Editorial by Jean Radvanyi, Professor at the National Institute of Oriental Languages and Civilisations, Paris, designer of the CASCADE Atlas
The Caucasus is difficult to describe with single and simple approaches. First of all, because of its diversity: it is not for nothing that it was called the “mountain of peoples”. The complexity of the administrative map, now divided into four states, themselves subdivided into eleven lower entities inherited from the Soviet regime, three of which are unrecognised secessionist regions, is matched only by its ethnic or religious complexity. Any study, irrespective of its methodology and discipline, historical, geographical, geopolitical, economic or social, encounters this complexity at the risk of abusive simplifications, however these are frequent in the literature and in the reports published by national or international organisations.
We are all looking for accessible tools, corpus of texts, chronologies, statistics and maps likely to help us to put some order or readability to this complexity. But can we rely on these instruments in a region plagued by tensions and conflicts, some of which are “frozen” and trigger contradictory historical narratives, a region where a significant part of the economy is considered as “gray” or “parallel”, and where refugees or displaced persons constitute a significant part of the population? By proposing to publish at the end of the CASCADE project a new Atlas of the Caucasus, we knew that the challenge was great. The simple gathering of official statistics in this fragmented area, whose methods of calculation are undoubtedly near to international standards but keep a lot of specificities, was the first challenge. Much of the data does present at the scale of the entire region. Others present biases such that their extrapolation raises more questions than answers for our analyses. But it is also by reflecting on the defects this statistical and spatial shadow game that one reveals the underlying stakes.

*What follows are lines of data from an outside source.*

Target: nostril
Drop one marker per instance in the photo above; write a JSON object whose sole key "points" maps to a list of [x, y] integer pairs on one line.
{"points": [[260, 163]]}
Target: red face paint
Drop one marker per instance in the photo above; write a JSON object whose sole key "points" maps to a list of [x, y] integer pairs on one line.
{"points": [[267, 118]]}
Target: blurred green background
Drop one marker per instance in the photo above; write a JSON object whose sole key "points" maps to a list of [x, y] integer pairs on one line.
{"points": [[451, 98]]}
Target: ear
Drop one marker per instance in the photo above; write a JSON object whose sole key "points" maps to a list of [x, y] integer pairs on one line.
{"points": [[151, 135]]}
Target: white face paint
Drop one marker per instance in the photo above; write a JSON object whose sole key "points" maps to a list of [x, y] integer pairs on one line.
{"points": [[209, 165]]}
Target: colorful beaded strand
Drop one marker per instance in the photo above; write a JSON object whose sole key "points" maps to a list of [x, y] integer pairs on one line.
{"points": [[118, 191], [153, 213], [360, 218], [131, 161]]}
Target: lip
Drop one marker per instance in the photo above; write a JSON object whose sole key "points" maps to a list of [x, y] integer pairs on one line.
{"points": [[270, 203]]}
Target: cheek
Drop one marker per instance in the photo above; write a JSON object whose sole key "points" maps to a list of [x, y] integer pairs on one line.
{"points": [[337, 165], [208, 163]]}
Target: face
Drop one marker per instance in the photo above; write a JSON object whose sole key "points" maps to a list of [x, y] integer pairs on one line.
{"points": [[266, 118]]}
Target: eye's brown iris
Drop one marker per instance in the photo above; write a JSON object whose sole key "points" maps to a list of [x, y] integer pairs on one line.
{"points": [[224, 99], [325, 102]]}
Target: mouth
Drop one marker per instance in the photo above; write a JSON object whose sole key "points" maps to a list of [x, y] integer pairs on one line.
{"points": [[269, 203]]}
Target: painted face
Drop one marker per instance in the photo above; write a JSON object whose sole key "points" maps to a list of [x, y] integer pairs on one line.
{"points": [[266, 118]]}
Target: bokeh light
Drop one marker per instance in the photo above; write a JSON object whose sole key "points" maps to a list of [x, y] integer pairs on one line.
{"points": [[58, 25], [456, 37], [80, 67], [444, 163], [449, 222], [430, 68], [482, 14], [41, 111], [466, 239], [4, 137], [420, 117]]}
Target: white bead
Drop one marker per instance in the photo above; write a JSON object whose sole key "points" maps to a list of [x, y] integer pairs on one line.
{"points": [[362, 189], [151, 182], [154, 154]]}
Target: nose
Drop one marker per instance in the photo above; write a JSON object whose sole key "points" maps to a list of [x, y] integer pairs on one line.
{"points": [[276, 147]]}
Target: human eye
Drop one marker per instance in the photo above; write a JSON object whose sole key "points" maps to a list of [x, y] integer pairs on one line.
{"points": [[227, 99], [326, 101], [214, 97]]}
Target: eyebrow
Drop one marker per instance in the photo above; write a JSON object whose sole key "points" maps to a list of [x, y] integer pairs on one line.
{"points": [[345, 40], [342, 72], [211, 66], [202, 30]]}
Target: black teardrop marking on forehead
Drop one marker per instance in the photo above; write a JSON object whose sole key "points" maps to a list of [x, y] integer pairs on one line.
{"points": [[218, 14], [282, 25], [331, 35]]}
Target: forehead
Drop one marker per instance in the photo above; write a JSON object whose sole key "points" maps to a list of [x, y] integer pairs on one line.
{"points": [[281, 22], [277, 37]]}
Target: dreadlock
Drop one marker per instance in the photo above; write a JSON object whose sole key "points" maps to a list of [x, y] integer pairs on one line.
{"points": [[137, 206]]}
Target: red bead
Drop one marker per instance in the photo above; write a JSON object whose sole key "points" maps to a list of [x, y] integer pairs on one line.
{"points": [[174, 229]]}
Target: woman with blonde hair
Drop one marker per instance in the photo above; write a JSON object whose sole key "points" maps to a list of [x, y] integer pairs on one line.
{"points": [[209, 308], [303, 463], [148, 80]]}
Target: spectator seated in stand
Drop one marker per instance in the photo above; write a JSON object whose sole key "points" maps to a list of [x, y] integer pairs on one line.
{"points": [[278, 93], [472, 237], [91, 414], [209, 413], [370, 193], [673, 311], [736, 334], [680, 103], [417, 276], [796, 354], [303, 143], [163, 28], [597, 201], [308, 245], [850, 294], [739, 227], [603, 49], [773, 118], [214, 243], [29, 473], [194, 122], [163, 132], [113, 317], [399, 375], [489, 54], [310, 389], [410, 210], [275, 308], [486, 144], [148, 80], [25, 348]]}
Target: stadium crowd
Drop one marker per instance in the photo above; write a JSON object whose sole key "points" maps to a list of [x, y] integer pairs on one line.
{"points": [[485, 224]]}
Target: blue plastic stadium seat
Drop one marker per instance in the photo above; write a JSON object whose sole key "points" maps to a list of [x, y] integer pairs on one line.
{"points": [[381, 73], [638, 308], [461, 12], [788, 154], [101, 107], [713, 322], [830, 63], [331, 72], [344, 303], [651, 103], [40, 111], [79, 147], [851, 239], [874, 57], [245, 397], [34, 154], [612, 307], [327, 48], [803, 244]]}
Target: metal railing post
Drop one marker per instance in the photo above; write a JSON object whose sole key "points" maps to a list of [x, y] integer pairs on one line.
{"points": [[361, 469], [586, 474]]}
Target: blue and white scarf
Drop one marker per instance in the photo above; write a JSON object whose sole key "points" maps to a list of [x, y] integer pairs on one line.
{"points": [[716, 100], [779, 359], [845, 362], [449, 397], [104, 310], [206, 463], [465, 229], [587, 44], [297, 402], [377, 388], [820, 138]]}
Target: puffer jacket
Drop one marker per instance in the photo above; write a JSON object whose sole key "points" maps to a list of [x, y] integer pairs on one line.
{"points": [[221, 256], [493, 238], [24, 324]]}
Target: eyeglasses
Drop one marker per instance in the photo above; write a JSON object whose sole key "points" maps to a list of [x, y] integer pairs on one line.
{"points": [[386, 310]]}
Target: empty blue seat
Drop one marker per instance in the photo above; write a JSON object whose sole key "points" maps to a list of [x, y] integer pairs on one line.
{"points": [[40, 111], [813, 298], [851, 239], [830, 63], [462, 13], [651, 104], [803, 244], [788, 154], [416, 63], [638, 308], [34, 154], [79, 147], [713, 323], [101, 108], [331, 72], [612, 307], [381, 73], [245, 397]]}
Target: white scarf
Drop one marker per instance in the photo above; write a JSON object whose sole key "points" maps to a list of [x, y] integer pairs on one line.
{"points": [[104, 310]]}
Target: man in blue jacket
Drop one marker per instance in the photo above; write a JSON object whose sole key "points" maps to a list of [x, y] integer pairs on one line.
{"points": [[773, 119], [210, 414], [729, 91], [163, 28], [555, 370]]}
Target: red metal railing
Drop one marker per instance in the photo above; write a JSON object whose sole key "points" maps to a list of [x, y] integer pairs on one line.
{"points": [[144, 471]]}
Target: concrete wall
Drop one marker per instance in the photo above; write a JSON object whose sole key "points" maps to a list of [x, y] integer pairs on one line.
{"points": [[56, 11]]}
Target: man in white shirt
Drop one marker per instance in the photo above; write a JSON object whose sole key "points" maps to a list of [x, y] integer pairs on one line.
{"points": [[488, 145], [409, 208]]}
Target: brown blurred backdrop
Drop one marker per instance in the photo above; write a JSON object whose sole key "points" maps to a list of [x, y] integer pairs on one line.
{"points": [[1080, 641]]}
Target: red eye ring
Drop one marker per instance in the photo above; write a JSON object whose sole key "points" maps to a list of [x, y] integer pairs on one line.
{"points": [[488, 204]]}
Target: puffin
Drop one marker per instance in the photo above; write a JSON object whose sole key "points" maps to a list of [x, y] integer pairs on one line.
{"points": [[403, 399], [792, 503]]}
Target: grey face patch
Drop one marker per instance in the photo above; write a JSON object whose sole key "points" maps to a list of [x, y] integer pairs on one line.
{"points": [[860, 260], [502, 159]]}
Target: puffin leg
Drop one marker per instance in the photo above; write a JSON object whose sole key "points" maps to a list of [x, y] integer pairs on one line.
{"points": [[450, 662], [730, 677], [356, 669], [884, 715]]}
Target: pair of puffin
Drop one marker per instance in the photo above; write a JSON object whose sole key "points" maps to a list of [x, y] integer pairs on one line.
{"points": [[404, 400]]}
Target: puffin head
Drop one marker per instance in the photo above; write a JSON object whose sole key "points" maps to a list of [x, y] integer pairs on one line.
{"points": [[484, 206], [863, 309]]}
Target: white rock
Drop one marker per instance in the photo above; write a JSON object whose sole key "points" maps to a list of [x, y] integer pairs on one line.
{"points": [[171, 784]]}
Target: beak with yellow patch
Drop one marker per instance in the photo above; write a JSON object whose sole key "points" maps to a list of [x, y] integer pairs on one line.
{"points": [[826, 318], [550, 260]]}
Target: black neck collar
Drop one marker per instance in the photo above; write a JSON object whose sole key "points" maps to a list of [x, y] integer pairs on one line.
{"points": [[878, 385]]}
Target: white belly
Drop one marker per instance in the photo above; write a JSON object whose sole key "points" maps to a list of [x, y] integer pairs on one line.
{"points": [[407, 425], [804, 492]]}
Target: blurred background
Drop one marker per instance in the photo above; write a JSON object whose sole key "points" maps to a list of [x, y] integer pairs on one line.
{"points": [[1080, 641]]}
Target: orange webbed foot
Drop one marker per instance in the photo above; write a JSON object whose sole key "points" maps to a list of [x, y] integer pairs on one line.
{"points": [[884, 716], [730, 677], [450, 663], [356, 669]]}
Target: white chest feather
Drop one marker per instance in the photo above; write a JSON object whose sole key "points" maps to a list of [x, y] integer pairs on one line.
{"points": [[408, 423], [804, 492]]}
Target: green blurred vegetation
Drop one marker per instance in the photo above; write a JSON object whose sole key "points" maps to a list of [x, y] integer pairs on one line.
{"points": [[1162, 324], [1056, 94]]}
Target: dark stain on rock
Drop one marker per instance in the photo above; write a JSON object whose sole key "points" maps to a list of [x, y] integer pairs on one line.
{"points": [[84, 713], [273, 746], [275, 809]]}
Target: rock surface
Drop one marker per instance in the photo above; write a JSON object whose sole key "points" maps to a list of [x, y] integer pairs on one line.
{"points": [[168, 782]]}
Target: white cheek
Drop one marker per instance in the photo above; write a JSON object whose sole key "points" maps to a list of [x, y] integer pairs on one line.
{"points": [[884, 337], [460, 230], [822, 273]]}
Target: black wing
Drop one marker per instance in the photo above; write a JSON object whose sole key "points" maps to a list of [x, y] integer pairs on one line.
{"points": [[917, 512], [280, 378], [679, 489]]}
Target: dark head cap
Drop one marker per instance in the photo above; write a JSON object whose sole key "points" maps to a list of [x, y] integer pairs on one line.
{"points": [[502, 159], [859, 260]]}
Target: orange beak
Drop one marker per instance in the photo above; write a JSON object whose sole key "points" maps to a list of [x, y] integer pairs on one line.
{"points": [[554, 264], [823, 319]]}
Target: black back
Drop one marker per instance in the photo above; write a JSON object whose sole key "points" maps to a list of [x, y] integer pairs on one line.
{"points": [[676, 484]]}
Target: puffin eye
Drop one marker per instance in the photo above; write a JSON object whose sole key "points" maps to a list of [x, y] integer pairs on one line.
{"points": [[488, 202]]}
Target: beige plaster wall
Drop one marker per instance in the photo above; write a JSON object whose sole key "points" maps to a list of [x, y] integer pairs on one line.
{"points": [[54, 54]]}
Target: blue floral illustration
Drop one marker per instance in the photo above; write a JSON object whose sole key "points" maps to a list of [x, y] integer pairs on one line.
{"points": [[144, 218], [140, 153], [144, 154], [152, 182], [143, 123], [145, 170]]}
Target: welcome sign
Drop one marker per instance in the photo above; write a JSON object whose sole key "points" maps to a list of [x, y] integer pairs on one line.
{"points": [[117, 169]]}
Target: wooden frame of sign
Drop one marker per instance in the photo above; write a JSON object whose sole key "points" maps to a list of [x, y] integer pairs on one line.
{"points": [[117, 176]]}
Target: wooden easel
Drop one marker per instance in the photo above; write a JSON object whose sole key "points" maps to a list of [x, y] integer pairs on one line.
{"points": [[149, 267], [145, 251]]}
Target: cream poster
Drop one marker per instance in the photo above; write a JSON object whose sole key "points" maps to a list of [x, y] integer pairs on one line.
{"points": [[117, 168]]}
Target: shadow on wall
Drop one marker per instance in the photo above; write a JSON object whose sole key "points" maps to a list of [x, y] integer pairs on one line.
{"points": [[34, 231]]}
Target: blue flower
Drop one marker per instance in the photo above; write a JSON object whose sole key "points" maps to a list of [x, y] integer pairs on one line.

The set of maps that will be presented as one of the products of the CASCADE project is, as we are aware, uneven and perfectible. It will certainly be the subject of polemics, inevitable when one tries to unite in a single framework these four states that separate “frozen” conflicts, disputed territories, distinct economic and strategic trajectories. We hope, however, that they will make it possible to advance the understanding of the mutations which, at different rates, affect the whole region, beyond its new frontiers, some of which remain contested. They will all be available on a single site, CartOrient*, where they will fit into a larger body, including post-Soviet Central Asia and Iran. Thus conceived, we hope that this Cascade Atlas of the Caucasus will fulfill its original objective: to illustrate the complexity of this region and to offer, through cartographic representation, an additional tool for understanding and reflection.